After that, I plan to come back to the literature review I originally had planned, but with the benefit of actually having run an evaluation. The topics I already sketched (examples of AI deception, possible technical mitigations, general ideas and critiques) still seem worth writing about, and I have a clearer picture now of which ones I want to prioritize.
If you want to look at the raw results ahead of the next post, they live in my project’s GitHub repo, under the mask-benchmark-replication folder.
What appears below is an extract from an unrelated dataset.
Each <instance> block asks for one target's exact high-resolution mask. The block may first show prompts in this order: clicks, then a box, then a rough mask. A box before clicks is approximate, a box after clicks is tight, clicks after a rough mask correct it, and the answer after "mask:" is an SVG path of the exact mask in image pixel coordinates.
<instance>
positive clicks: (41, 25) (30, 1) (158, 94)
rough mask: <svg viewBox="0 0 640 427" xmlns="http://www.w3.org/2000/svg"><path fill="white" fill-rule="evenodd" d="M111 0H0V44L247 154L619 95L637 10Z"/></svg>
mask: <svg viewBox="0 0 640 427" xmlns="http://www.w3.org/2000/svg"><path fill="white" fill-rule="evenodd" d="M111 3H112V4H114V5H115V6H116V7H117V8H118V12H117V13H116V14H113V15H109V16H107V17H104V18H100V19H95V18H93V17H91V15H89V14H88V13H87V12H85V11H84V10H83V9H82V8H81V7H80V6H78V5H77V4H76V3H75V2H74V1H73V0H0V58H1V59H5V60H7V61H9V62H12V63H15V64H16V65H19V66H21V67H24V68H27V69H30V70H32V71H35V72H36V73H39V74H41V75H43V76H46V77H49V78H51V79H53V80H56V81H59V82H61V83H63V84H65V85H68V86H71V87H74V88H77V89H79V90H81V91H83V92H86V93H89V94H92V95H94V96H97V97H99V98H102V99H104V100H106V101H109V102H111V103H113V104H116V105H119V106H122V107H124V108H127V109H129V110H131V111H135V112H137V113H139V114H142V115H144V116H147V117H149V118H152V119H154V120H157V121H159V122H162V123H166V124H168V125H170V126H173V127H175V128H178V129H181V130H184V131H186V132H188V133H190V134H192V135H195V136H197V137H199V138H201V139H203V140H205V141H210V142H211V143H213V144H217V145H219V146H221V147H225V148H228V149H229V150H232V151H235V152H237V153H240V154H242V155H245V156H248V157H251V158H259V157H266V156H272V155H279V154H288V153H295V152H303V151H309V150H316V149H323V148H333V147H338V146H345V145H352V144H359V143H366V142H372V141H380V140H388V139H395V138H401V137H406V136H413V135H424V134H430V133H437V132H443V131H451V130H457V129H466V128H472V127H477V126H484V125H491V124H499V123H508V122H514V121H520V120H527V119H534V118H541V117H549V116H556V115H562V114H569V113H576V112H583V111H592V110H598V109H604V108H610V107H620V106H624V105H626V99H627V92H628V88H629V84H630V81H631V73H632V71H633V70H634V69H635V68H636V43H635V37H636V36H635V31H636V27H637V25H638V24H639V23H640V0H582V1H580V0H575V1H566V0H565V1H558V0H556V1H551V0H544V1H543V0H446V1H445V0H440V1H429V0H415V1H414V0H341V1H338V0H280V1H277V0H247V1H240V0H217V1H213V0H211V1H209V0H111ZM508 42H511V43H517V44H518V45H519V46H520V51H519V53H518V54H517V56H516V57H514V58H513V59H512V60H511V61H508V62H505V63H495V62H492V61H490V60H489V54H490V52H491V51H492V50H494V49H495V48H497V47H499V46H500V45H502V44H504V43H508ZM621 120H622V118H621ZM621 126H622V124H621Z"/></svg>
The tables are all dated and the reproducibility setup is documented.
You can also take a look at the evolution of my project via these slides that I used during the 1:1 meetings with my facilitator:
Acknowledgments
This project would not have been possible without several people who helped along the way:
Jess Bergs, for her guidance, follow-up and professional facilitation during the course.
My fellow TAISP participants: Danilo, Vaaruni, Frankie and Janmenjaya, for interesting discussions and feedback along the way.
The authors of the MASK benchmark for releasing the dataset, the paper, and enough methodological detail to make this kind of replication possible.
Corey (https://github.com/c1505), for raising an important issue on Inspect Evals that identified a too-strict belief evaluation method that diverged from the original paper.
Last but not least, Scott Simmons (https://github.com/Scott-Simmons), for the amazing job of implementing this complicated benchmark on Inspect, and for his quick response to fix the issues that Corey and I raised.
Many thanks to all of them. Any remaining errors in the analysis or the upcoming posts are mine.
Using “intent” here carries a lot of weight, and it could be worth a whole separate post. For now, let’s assume that the authors meant to use it in an operational sense instead of making a philosophical claim.
Something that will be relevant in the upcoming methods post is how the MASK pipeline handles “no belief” cases, because there are actually two different kinds of them:
The first is when belief elicitation runs normally but does not produce a consistent belief (for example, because the model answers differently across several elicitation prompts for the same example). These cases are kept in the denominator of both metrics in the CAIS default reporting: they are counted as not-a-lie for honesty and as incorrect for accuracy.
The second is for the provided_facts subset (n=274 out of the 1,000 public examples), where the ground truth is given in the prompt itself and no belief elicitation is performed. These are excluded from the accuracy denominator by design, but they still count for the honesty score: it’s assumed that the model “knows” the accurate belief by virtue of it being given in the prompt.